Patients with high cholesterol were treated for ten weeks with 400 mg/week of the drug ISIS 301012. In this study, increasing the dose of ISIS 301012 to 400 mg/week was well tolerated and further reduced atherogenic lipids, with median improvements in LDL-cholesterol of 70%.
Collectively, data from this study demonstrate that the anticipated doses 100-300 mg/week should have broad lipid-lowering activity and be well tolerated.
Notably, by ten weeks into the thirteen-week dosing period, all eight treated patients in the cohort had levels of apoB-100 that were at or below the lower limit of normal, and four of the eight had undetectable levels of apoB-100. All patients in this dose cohort achieved LDL-C levels below the recommended 100 mg/dL target for patients in the high risk category.

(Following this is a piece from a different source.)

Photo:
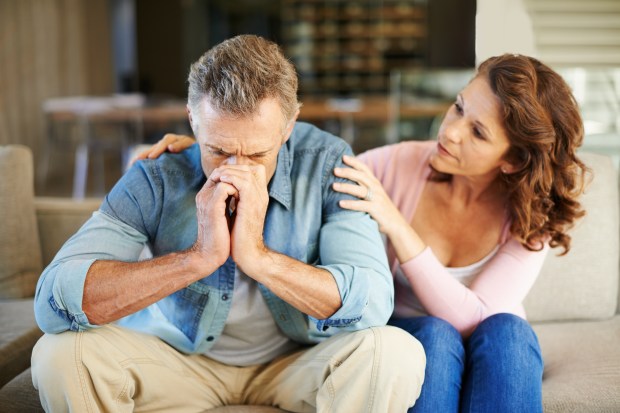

“The clinical evidence supporting the activity and tolerability of ISIS 301012 has accumulated to a point at which it seems clear that ISIS 301012 is likely to play an important role in the management of high cholesterol, according to Evan Stein, director, Metabolic and Atherosclerosis Research Center, Cincinnati.
“The drug’s pronounced activity, its predictability, its reduction of all atherogenic lipids and triglycerides, as well as the opportunity for assured patient compliance with infrequent subcutaneous dosing, are all attractive attributes.”